B.C. has proposed new legislation which will have an effect on small claims disputes and funding to legal foundations in the province and also make it easier to handle cross-border child support matters.
Bill 9, the Attorney General Statutes Amendment Act, was introduced earlier this month and would amend the governing legislation for the provincial civil resolution tribunal (CRT), which adjudicates small claims disputes under $5,000 and was given the power to deal with certain motor vehicle cases in 2018. The current judicial oversight mechanism for small claims disputes, which can lead to a complete rehearing of the dispute in provincial court, would be replaced with judicial review in the B.C. Supreme Court.

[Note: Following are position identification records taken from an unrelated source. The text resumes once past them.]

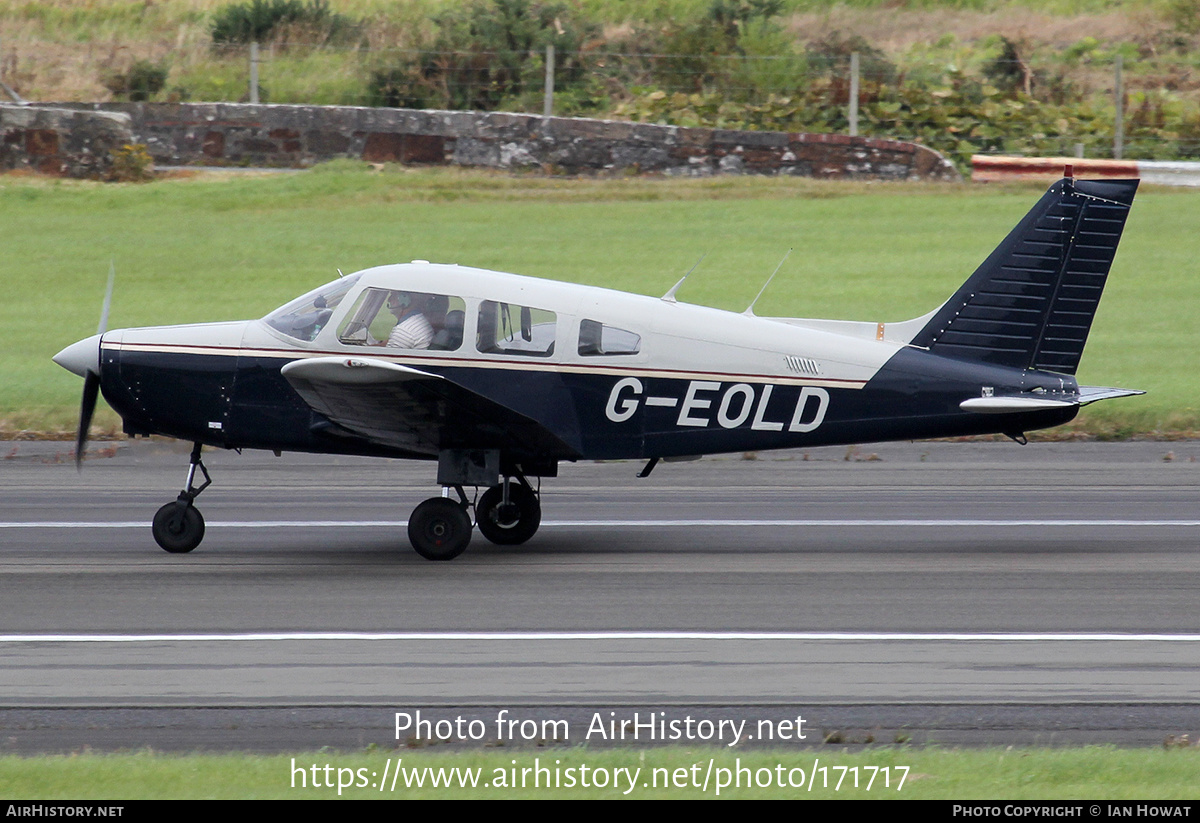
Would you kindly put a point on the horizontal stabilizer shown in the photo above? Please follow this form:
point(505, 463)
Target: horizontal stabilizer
point(1012, 404)
point(1018, 403)
point(1092, 394)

The bill would also give the CRT authority to resolve disputes about decisions from the Insurance Corporation of British Columbia (ICBC) which assign responsibility for vehicle accidents when an applicant is not also making a claim for benefits or damages.
Scott Stanley, Murphy Battista LLP
Scott Stanley of Murphy Battista LLP said moving to judicial review at the Supreme Court “probably makes good sense.”

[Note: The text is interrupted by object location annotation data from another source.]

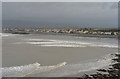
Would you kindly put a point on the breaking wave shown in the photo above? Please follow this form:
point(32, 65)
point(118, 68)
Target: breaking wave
point(56, 70)
point(5, 34)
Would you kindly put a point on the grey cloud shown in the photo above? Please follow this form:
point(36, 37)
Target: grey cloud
point(88, 14)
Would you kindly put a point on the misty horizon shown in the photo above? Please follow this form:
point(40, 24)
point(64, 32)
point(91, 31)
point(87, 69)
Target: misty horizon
point(59, 14)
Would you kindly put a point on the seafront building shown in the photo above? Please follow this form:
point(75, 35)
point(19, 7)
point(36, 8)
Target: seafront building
point(64, 30)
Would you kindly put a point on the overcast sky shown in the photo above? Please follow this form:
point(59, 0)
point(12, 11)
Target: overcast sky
point(60, 14)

“At the end of the day it makes sense to review a dispute on the basis of the transcript. In the old days an appeal was essentially a new trial — I would prefer that it was an appeal as opposed to a judicial review, but that may be a distinction without a difference,” he said. “And lawyers can’t really take too much umbrage to this because we haven’t really demonstrated a willingness to represent people practically or economically in small claims court when it comes to their civil disputes, so as long as people are getting their disputes resolved it is kind of hard to argue with.”
But Stanley did say he feels tribunals offer less access to the principles of fundamental justice than the courts.
“And any departure from those principles is something that people need to pay attention to, and I think that any intrusion on the court’s jurisdiction should not be done lightly — unless they demonstrate that the small claims court is being overrun by these motor vehicle disputes I don’t really understand the logic of taking them from provincial court,” he said. “Lawyers are really the only people who know how important and meaningful these rights are and the vast majority of people will never have to engage the court’s services, but for these small number who do they certainly appreciate how important these services are, and we really need to speak up on behalf of the public.”
The bill would also change the Legal Profession Act and the Notaries Act to give the Law Foundation of B.C. and the Notary Foundation of British Columbia the authority to approve the interest rates and service charges on lawyers’ and notaries’ pooled trust accounts. Both organizations earn their revenues primarily through these accounts, which are used to support law libraries and services in the area of legal education and legal aid, among others.
Law Foundation chair Lindsay LeBlanc said the changes would promote certainty and reliability for the funding that the foundation distributes.
“This is a good thing for people throughout B.C., particularly for those who are unable to afford representation in dealings with the justice system,” said LeBlanc. “This benefits the collective good by providing more financial certainty for organizations providing vital free or low-cost services across the province.”
And a second bill before legislators would change the Interjurisdictional Support Orders Act to implement the 2007 Hague Child Support Convention on setting, changing and enforcing child support duties when parents or guardians live in different countries. The government said the legislation, which standardizes processes, forms and timelines, would increase the number of jurisdictions that B.C. can work with regarding cross-border child support matters to make it easier to enforce and collect child support payments.
The two bills have passed second reading at the B.C. legislature.